The photography of Shomei Tomatsu (1930-2012) offers an acute and subtle gaze on more than six decades of Japan’s life and history.
Working in both black and white and colour, over the course of his career Tomatsu built up a vast corpus of images in which he expressed an aesthetic imbued with a realist element but one also characterized on occasion by visual innovations and experiments. From the outset, subjects relating to society can undoubtedly be considered particularly important in his oeuvre, but his approach to them avoids emphatic, one-sided statements and rather moves in intermediary zones.
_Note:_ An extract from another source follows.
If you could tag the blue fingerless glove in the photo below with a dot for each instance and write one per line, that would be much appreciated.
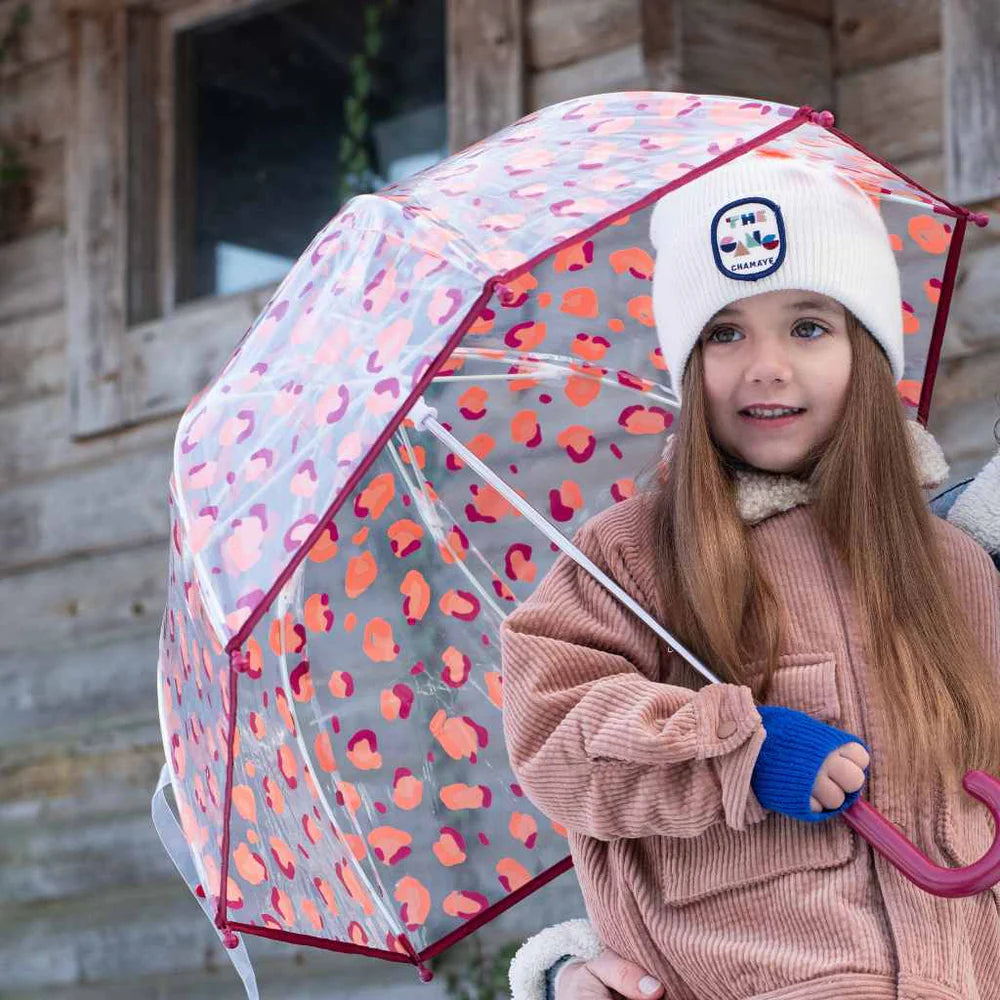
(789, 761)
Using the two techniques of posed and instantly captured images, Tomatsu set out to chart —albeit not with an all-encompassing intent— the life of the Japanese people in relation to both the harsh postwar period and the military presence of American troops, as well as the student protests and uprisings of the late 1960s.
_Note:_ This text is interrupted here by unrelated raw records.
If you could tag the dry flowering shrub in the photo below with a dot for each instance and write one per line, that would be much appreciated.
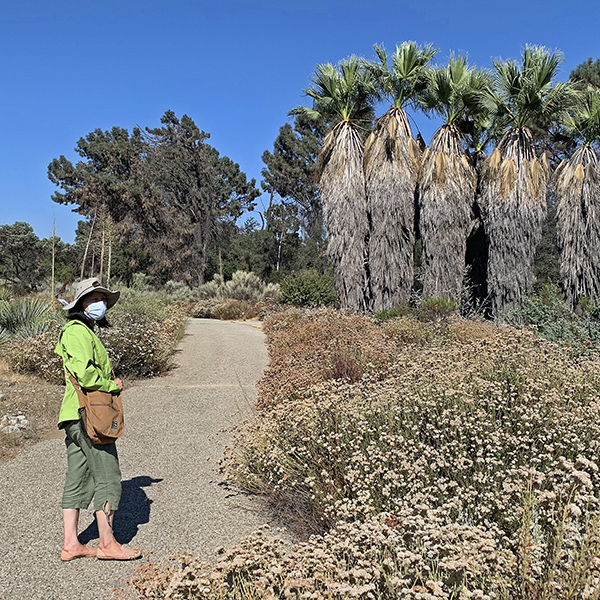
(310, 346)
(35, 355)
(140, 347)
(415, 556)
(466, 468)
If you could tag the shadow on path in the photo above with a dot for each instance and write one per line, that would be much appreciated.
(134, 510)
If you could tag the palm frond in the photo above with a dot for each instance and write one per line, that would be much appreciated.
(403, 77)
(342, 92)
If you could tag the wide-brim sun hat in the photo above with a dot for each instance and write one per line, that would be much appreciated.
(87, 286)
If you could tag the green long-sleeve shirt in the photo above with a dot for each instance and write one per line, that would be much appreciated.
(86, 358)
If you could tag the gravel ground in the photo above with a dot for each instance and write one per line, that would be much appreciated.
(173, 496)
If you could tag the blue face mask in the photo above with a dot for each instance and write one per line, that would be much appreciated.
(96, 310)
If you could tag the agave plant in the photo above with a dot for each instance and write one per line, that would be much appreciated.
(577, 191)
(392, 159)
(447, 183)
(514, 179)
(344, 95)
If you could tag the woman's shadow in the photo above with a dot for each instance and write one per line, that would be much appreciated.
(134, 510)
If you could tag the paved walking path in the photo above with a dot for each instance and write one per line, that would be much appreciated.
(173, 496)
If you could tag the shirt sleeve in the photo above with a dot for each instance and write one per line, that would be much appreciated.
(79, 360)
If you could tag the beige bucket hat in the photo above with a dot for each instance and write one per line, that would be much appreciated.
(88, 286)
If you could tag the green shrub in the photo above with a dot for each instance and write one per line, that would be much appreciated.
(434, 309)
(243, 286)
(552, 318)
(309, 288)
(26, 317)
(225, 310)
(151, 304)
(178, 291)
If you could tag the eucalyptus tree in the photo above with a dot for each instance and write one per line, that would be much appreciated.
(344, 96)
(514, 179)
(447, 183)
(392, 159)
(577, 192)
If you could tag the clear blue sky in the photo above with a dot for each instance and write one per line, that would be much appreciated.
(235, 66)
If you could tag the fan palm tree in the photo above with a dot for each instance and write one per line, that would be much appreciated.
(447, 183)
(577, 191)
(514, 179)
(392, 160)
(344, 95)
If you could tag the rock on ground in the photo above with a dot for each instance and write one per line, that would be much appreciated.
(174, 498)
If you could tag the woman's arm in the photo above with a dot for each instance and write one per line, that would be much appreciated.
(80, 361)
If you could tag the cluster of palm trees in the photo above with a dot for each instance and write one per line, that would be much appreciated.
(379, 186)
Worthy of separate mention is the personal and professional relationship that he maintained with Okinawa, the largest of the Ryukyu Islands of southern Japan, which he first visited in 1969. Tomatsu regularly returned to the islands over the following decades, attracted by a population that maintained its traditions and customs and which resolutely defended its way of life and spiritual freedom.
This book include photographs loaned from different Japanese institutions and prívate collections, offering a chronological and thematic survey of an intense creative career and one that is required knowledge for an understanding of the social transformations of a country that has played a key role in conflicts in the region of Asia as well as in a global context since the second half of the twentieth century.